Gerade er, auf dessen Rückkehr niemand gewartet
hatte. Stattdessen starben für ihn Männer,
die in Gondor Frau und Kind hatten. Unter seinem Befehl
waren Familien zerbrochen, die nun ihres Mannes und
Vaters beraubt waren.
Ein leises Klopfen holte ihn zurück aus den
trübsinnigen Gedanken. Für einen kurzen Moment
dachte er darüber nach, sich einfach schlafend
zu stellen. Doch die Neugier, wer ihm, dem ungeliebten
Sohn Gondors die Aufwartung machen würde, war stärker.

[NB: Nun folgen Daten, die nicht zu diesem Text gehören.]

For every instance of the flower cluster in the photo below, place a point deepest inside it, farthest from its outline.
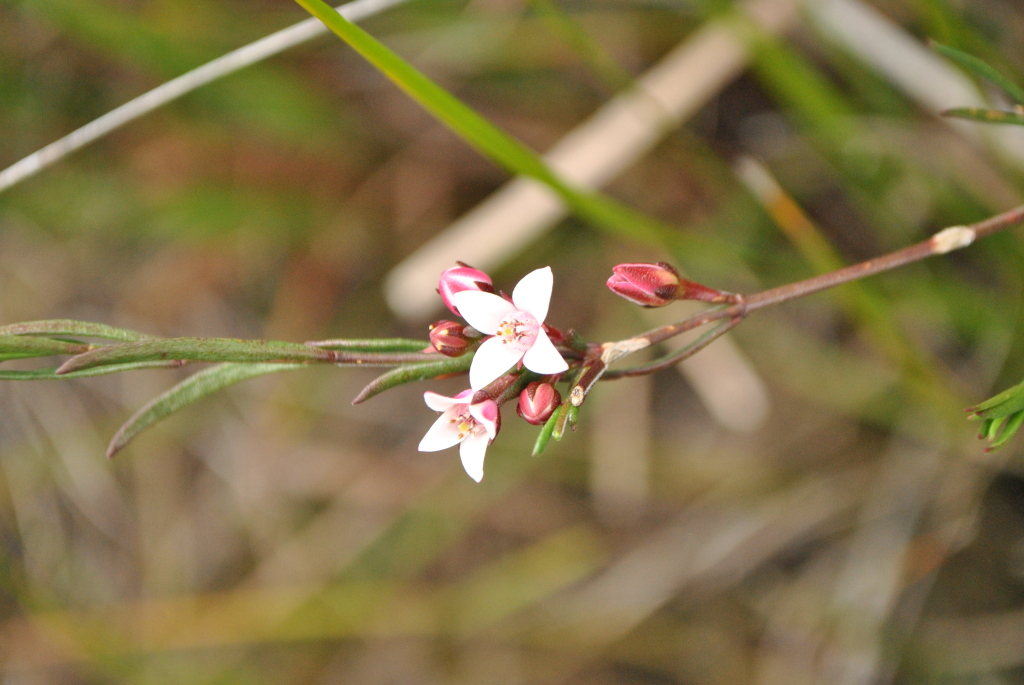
(515, 353)
(514, 337)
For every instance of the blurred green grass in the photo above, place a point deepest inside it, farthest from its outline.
(278, 534)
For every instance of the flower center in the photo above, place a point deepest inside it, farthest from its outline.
(518, 329)
(466, 424)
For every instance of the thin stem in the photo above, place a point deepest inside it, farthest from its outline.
(175, 88)
(942, 243)
(677, 356)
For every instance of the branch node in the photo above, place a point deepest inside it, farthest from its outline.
(951, 239)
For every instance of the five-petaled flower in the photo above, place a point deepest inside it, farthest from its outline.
(517, 328)
(472, 426)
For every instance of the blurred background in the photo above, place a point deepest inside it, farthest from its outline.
(803, 504)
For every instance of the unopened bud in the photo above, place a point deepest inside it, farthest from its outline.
(459, 279)
(450, 338)
(538, 401)
(657, 285)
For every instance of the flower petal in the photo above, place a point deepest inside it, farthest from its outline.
(440, 402)
(543, 357)
(492, 359)
(472, 452)
(532, 293)
(485, 414)
(482, 310)
(442, 434)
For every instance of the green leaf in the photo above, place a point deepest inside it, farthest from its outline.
(1007, 431)
(982, 69)
(986, 116)
(67, 327)
(50, 374)
(487, 138)
(198, 349)
(190, 390)
(378, 345)
(421, 372)
(16, 347)
(1003, 416)
(567, 416)
(1003, 404)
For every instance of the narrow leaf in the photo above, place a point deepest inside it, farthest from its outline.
(1010, 429)
(409, 374)
(1005, 403)
(198, 349)
(986, 116)
(982, 69)
(187, 391)
(17, 347)
(566, 418)
(50, 374)
(380, 345)
(67, 327)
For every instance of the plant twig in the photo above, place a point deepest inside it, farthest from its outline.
(941, 243)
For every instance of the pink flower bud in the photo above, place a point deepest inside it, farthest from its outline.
(450, 338)
(459, 279)
(657, 285)
(538, 401)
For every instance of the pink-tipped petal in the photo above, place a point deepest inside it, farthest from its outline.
(441, 435)
(482, 310)
(472, 452)
(440, 402)
(493, 358)
(532, 293)
(543, 357)
(485, 414)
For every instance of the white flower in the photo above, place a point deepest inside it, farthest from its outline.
(470, 426)
(516, 328)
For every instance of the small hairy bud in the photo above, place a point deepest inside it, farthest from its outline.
(657, 285)
(459, 279)
(538, 401)
(450, 338)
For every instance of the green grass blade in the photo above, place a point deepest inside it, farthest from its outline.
(1008, 430)
(982, 69)
(421, 372)
(986, 116)
(198, 349)
(17, 347)
(484, 136)
(187, 391)
(378, 345)
(67, 327)
(51, 375)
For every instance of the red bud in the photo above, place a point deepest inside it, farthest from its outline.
(538, 401)
(657, 285)
(450, 338)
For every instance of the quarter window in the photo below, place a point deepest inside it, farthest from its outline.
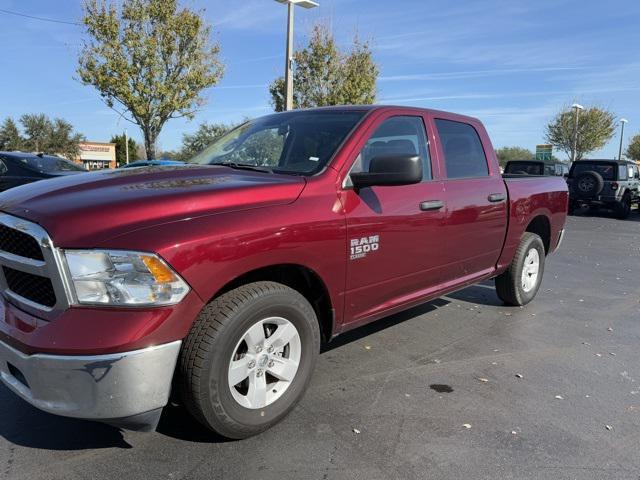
(463, 153)
(401, 135)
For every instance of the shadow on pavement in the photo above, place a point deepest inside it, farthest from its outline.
(24, 425)
(177, 423)
(604, 213)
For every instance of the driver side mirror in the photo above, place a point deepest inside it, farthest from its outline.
(390, 170)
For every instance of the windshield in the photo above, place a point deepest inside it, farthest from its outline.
(51, 164)
(606, 170)
(299, 142)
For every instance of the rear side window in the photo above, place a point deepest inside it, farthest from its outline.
(606, 170)
(463, 153)
(622, 172)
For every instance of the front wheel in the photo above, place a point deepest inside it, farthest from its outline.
(520, 283)
(249, 358)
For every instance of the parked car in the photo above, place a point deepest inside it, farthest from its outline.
(19, 168)
(535, 167)
(152, 163)
(611, 184)
(220, 279)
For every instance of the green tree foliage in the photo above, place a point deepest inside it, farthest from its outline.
(150, 59)
(507, 154)
(596, 126)
(324, 75)
(194, 143)
(121, 150)
(10, 138)
(633, 150)
(41, 134)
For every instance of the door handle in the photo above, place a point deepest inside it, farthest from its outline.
(431, 205)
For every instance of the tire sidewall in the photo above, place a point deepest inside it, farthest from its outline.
(531, 242)
(215, 379)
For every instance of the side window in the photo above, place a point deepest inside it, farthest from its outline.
(622, 172)
(402, 135)
(463, 153)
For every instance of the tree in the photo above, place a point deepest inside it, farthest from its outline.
(10, 138)
(596, 126)
(121, 149)
(150, 59)
(41, 134)
(633, 150)
(194, 143)
(507, 154)
(324, 75)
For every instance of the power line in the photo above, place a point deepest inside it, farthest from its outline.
(9, 12)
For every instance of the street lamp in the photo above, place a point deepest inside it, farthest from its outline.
(577, 107)
(288, 75)
(622, 122)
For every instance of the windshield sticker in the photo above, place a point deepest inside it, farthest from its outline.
(361, 247)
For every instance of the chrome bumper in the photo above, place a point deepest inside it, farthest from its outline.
(100, 387)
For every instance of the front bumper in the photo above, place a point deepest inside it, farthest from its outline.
(108, 388)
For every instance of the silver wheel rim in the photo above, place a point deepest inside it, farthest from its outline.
(530, 270)
(264, 362)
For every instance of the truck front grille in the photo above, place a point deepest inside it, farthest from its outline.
(19, 243)
(30, 268)
(32, 287)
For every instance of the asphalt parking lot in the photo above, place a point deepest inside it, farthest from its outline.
(395, 399)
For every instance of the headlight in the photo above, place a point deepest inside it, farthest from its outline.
(111, 277)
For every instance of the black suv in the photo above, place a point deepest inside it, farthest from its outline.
(19, 168)
(609, 184)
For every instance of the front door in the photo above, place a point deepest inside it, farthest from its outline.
(394, 244)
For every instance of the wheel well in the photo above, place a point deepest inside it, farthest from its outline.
(541, 227)
(303, 280)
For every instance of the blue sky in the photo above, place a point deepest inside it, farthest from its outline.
(511, 63)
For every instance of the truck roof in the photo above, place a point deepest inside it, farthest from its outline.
(378, 107)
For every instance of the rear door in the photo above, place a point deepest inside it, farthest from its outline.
(475, 197)
(394, 233)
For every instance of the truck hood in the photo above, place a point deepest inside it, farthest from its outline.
(87, 209)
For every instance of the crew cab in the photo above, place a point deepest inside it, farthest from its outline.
(612, 184)
(20, 168)
(217, 281)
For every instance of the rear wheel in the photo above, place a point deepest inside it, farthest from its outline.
(623, 209)
(249, 358)
(519, 284)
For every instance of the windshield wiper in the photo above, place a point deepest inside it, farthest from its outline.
(244, 166)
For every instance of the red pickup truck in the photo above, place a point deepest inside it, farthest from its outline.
(217, 281)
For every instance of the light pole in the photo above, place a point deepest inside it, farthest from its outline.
(288, 70)
(126, 144)
(622, 122)
(577, 107)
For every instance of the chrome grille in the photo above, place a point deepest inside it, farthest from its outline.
(30, 268)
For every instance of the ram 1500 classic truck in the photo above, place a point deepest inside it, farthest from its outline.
(218, 280)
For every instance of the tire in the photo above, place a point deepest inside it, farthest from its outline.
(623, 209)
(221, 331)
(588, 184)
(510, 284)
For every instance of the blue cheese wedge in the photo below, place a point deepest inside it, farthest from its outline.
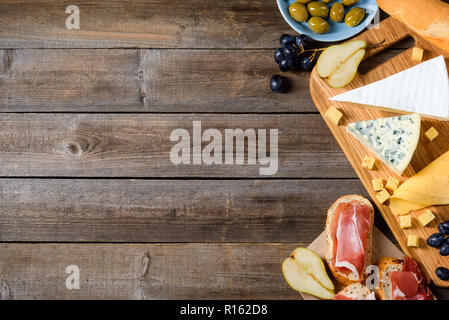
(422, 89)
(393, 140)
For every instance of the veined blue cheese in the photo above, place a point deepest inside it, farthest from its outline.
(393, 140)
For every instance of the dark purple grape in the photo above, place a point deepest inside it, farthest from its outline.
(290, 51)
(286, 64)
(278, 55)
(444, 249)
(442, 273)
(443, 227)
(302, 40)
(286, 39)
(277, 83)
(435, 240)
(307, 64)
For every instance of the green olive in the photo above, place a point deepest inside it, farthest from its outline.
(337, 12)
(349, 2)
(298, 11)
(354, 17)
(318, 9)
(318, 25)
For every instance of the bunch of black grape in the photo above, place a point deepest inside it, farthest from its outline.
(295, 53)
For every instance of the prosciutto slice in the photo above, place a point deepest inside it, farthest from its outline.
(350, 227)
(409, 284)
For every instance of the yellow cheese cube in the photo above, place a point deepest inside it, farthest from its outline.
(426, 217)
(431, 134)
(383, 196)
(405, 221)
(334, 115)
(417, 54)
(392, 183)
(368, 162)
(413, 241)
(378, 184)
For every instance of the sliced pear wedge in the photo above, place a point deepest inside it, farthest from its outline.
(312, 264)
(334, 56)
(304, 271)
(347, 71)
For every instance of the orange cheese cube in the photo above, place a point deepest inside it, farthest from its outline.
(426, 217)
(431, 134)
(378, 184)
(405, 221)
(392, 183)
(368, 162)
(413, 241)
(383, 196)
(334, 115)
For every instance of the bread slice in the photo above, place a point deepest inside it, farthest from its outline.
(386, 265)
(352, 277)
(357, 291)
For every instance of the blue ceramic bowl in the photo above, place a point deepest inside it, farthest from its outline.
(338, 30)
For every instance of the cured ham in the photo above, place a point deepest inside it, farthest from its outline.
(350, 228)
(409, 284)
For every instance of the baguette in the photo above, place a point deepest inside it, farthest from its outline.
(352, 277)
(428, 18)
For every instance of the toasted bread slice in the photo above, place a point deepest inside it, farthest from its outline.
(352, 277)
(357, 291)
(386, 265)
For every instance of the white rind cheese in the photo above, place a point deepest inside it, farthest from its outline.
(393, 140)
(422, 89)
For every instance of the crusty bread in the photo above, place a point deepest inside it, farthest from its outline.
(340, 277)
(428, 18)
(357, 291)
(386, 265)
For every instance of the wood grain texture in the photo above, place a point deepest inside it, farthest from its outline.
(136, 145)
(146, 271)
(142, 24)
(425, 153)
(105, 80)
(41, 210)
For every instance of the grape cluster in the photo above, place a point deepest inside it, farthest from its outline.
(295, 53)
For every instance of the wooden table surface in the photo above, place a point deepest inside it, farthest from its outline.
(85, 174)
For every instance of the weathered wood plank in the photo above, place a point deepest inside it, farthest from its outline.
(103, 80)
(67, 210)
(143, 24)
(138, 145)
(145, 271)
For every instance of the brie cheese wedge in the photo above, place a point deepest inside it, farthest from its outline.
(393, 140)
(422, 89)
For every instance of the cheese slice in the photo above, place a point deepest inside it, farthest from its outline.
(422, 89)
(393, 140)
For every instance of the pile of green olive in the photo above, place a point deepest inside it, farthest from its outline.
(319, 11)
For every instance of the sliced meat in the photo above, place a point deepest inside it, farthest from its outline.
(350, 227)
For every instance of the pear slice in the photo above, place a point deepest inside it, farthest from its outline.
(347, 71)
(303, 282)
(304, 271)
(334, 56)
(312, 264)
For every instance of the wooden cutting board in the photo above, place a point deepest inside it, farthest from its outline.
(392, 31)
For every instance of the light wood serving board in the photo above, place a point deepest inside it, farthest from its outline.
(392, 31)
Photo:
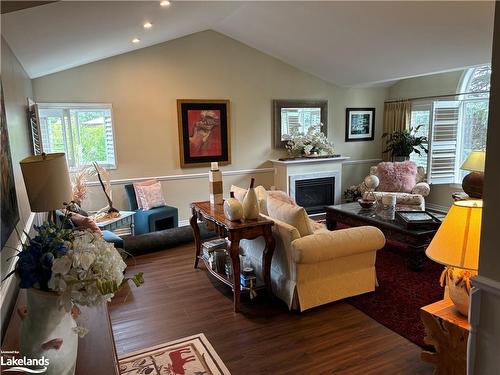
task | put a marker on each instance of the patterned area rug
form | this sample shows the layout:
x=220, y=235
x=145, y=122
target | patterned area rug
x=191, y=355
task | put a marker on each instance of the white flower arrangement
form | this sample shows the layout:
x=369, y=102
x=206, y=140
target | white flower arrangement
x=313, y=142
x=90, y=272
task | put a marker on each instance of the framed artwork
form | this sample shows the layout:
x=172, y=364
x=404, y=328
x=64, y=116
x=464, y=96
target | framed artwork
x=359, y=124
x=297, y=115
x=204, y=132
x=8, y=202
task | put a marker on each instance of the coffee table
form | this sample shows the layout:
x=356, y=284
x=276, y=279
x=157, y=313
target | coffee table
x=353, y=215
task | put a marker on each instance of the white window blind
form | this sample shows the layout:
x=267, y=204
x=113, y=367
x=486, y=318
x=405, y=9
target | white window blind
x=83, y=131
x=444, y=141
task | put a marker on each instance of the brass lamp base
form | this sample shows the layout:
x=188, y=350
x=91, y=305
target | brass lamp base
x=458, y=282
x=473, y=184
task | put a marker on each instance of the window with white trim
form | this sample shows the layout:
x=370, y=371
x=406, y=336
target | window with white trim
x=454, y=126
x=83, y=131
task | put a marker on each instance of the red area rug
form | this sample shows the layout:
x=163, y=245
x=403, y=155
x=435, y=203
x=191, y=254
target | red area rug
x=401, y=293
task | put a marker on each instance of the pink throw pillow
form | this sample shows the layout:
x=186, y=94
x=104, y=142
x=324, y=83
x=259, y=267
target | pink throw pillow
x=397, y=176
x=139, y=196
x=84, y=222
x=150, y=196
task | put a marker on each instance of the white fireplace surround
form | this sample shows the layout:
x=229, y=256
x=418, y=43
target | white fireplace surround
x=310, y=176
x=287, y=172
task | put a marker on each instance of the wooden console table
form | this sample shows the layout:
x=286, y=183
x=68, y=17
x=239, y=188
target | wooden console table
x=96, y=351
x=214, y=219
x=447, y=331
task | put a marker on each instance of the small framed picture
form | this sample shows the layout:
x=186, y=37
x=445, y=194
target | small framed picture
x=359, y=124
x=204, y=134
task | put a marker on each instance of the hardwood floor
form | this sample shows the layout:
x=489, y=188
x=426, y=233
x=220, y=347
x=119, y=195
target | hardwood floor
x=265, y=338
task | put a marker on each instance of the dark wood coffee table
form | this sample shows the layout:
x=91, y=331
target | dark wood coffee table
x=353, y=215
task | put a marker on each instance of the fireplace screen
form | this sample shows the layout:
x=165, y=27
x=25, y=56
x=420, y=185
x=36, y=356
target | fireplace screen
x=315, y=193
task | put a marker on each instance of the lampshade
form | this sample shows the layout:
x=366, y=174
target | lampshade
x=47, y=181
x=456, y=243
x=474, y=162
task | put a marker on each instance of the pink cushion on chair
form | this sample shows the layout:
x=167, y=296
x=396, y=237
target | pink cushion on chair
x=139, y=196
x=149, y=195
x=397, y=176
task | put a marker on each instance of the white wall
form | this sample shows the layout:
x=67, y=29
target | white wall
x=431, y=85
x=143, y=86
x=486, y=304
x=16, y=88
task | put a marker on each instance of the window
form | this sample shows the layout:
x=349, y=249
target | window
x=455, y=126
x=83, y=131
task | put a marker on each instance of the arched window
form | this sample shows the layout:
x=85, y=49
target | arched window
x=474, y=122
x=454, y=126
x=476, y=82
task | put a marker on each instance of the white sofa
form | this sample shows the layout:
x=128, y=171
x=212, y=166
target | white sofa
x=316, y=268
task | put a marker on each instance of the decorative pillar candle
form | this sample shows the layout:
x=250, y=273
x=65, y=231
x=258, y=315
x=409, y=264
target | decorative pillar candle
x=215, y=182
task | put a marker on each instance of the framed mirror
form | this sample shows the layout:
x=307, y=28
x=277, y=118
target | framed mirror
x=297, y=115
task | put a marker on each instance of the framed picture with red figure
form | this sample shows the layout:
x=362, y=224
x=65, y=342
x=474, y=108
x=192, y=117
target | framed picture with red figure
x=204, y=132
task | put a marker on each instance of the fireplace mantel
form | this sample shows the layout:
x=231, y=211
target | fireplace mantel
x=288, y=172
x=301, y=161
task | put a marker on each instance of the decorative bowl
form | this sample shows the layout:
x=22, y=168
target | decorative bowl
x=364, y=203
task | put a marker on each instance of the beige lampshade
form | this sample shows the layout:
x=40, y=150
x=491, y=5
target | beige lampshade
x=456, y=243
x=47, y=182
x=474, y=162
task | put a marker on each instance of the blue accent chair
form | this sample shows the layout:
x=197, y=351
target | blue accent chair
x=107, y=234
x=155, y=219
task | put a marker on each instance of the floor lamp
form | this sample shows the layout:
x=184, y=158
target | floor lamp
x=47, y=182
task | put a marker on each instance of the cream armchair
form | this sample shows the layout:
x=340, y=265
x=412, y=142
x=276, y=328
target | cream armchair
x=319, y=268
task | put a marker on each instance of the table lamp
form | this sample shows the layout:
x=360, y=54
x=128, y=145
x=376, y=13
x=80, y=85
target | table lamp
x=47, y=182
x=473, y=182
x=456, y=245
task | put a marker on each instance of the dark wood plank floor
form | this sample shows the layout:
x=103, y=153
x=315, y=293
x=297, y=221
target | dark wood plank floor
x=265, y=338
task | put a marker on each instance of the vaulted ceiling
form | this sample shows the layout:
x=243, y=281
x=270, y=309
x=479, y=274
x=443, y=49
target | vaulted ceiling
x=348, y=43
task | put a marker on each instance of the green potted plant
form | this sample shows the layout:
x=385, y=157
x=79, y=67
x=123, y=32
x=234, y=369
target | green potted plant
x=402, y=143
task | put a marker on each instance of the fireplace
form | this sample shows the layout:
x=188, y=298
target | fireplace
x=314, y=193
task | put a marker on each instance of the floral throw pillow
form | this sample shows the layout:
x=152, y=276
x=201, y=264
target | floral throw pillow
x=149, y=195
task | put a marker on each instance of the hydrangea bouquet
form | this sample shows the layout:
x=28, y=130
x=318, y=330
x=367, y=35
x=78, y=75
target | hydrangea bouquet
x=312, y=142
x=79, y=265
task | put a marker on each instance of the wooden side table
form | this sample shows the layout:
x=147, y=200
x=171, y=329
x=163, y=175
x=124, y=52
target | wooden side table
x=447, y=331
x=213, y=217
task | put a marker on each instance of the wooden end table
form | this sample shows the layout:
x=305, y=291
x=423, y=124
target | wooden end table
x=353, y=215
x=447, y=332
x=214, y=219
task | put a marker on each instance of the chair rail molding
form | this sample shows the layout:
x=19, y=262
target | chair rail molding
x=189, y=176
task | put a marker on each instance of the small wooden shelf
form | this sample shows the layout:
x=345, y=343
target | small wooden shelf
x=225, y=279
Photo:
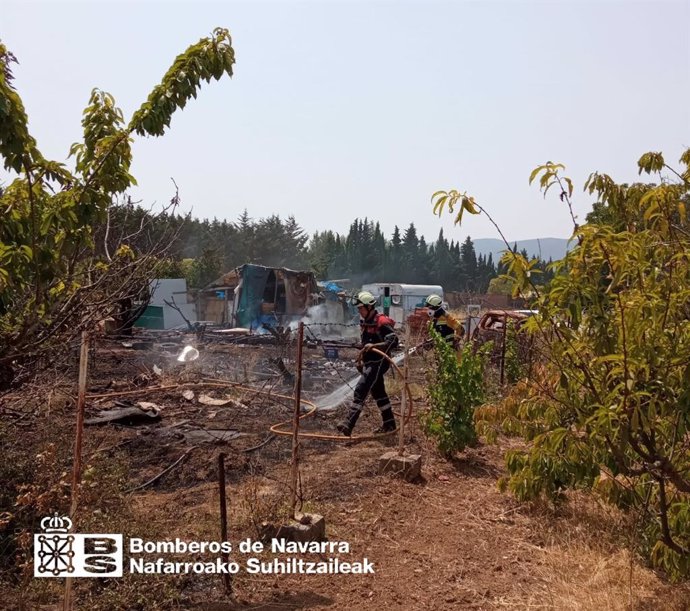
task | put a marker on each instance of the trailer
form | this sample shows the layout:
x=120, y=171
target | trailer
x=400, y=300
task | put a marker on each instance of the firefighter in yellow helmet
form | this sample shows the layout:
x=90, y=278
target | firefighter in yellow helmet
x=445, y=324
x=377, y=331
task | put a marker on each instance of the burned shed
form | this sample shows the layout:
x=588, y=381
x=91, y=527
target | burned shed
x=251, y=296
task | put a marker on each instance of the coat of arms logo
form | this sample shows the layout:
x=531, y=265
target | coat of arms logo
x=55, y=546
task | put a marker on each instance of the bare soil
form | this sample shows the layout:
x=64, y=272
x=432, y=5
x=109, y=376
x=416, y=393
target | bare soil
x=449, y=540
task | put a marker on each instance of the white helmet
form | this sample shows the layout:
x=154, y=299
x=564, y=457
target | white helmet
x=434, y=302
x=364, y=298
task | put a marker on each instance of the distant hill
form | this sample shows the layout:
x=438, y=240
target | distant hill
x=554, y=248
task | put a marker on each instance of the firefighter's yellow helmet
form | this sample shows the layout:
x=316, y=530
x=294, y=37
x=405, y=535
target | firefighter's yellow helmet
x=364, y=298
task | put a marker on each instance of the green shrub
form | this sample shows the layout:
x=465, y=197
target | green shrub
x=455, y=388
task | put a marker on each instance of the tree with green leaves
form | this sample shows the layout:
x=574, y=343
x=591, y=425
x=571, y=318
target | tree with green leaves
x=610, y=407
x=52, y=283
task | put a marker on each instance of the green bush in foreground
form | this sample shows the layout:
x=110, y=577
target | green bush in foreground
x=455, y=388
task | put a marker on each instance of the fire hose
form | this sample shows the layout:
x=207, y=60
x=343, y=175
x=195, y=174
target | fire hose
x=337, y=437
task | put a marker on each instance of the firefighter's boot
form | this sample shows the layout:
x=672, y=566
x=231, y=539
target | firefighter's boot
x=388, y=418
x=346, y=426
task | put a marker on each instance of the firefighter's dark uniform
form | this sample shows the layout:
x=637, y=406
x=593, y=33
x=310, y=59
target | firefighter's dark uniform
x=376, y=329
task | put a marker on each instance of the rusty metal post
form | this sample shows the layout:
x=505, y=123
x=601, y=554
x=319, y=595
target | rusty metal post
x=294, y=467
x=78, y=441
x=403, y=402
x=503, y=347
x=227, y=580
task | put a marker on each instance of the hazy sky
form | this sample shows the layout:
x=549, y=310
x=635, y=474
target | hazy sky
x=349, y=109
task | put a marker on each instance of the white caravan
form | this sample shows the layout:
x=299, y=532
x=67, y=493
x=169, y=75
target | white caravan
x=399, y=300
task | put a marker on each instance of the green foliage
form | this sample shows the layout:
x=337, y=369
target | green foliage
x=610, y=408
x=52, y=275
x=456, y=387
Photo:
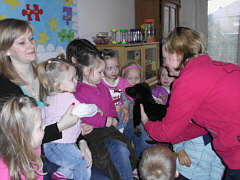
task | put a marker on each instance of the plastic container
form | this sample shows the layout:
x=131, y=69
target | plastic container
x=149, y=30
x=123, y=36
x=114, y=36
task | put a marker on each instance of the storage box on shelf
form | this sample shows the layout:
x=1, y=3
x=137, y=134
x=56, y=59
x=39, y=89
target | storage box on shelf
x=146, y=54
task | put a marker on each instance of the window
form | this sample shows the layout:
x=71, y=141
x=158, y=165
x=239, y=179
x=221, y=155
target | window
x=223, y=30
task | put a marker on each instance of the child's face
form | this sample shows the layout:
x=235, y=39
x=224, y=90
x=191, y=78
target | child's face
x=23, y=49
x=112, y=68
x=165, y=80
x=68, y=80
x=96, y=75
x=38, y=129
x=171, y=62
x=133, y=76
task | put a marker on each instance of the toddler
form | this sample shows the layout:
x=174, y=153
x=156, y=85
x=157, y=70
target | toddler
x=21, y=134
x=91, y=90
x=133, y=73
x=157, y=163
x=59, y=81
x=197, y=160
x=116, y=86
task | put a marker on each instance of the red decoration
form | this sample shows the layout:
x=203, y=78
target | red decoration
x=29, y=12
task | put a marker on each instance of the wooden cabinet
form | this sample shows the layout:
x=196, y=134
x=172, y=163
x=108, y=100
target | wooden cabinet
x=146, y=54
x=164, y=12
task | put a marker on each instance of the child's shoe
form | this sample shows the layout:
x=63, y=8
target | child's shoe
x=58, y=176
x=135, y=174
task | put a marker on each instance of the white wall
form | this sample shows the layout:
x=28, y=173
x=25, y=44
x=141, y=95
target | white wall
x=103, y=15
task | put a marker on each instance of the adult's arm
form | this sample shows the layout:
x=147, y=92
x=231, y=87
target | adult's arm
x=188, y=92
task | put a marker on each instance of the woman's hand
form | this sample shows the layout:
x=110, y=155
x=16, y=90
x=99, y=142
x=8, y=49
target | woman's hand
x=86, y=128
x=109, y=121
x=114, y=122
x=183, y=158
x=68, y=120
x=144, y=117
x=125, y=112
x=85, y=150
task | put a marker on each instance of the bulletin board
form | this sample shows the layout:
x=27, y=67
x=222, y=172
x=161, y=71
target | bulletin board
x=55, y=22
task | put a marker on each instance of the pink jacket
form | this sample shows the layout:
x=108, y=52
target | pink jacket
x=100, y=96
x=4, y=171
x=209, y=93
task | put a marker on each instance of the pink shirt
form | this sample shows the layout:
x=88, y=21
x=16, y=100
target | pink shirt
x=57, y=106
x=4, y=171
x=209, y=93
x=100, y=96
x=117, y=89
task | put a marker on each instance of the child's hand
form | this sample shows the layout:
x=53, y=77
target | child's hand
x=118, y=108
x=125, y=112
x=86, y=128
x=109, y=121
x=114, y=122
x=183, y=158
x=85, y=150
x=100, y=112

"Herein." Faramirs Stimme war leise und hatte
deutlich an Kraft verloren.
Sekunden später ging die schwere Tür zaghaft
auf und Eowyn steckte ihr blondes Haupt in das nur von
einer einsamen Kerze erhellte Zimmer. "Ich hoffe,
dass mein später Besuch euch nicht geweckt hat
Faramir." Sie betrat unsicher den Raum und musterte
Faramir mit hellen, blauen Augen. Auch sie hatte den
Krieg schwer verwundet überlebt, doch anders als
er selbst, hatte die junge Frau die Heilung unterstützt.
Nur noch die Schatten unter den Augen und die leichte
Blässe ließen vermuten, wie es um sie stand.
Faramir schüttelte den Kopf und bemühte
sich um ein Lächeln. Es war nicht das erste Mal,
dass sie einen Besuch bei ihm wagte. Und es war auch
nicht das erste Mal, dass sich der junge Mann fragte,
warum sie ihre kostbare Zeit mit ihm verbringen wollte.
Ein sanfter Ausdruck trat in Eownys Augen, als sie sich
auf den Stuhl neben dem Bett setzte. Sie lächelte
und in diesem Moment war es Faramir, als ob in der Beengtheit
des Raumes die Sonne aufgegangen wäre. "Wie
geht es euch heute? Aragorn sagte mir, dass ihr langsam
Fortschritte macht." Fast beiläufig griff
sie nach dem Kelch auf Faramirs Nachtisch, goß
ein wenig Wasser ein und reichte das Behältnis
dem jungen Mann. "Die Wunden des Krieges werden
heilen, Herrin Eowyn." Mit diesen Worten setzte
er sich etwas auf und nahm den Kelch entgegen.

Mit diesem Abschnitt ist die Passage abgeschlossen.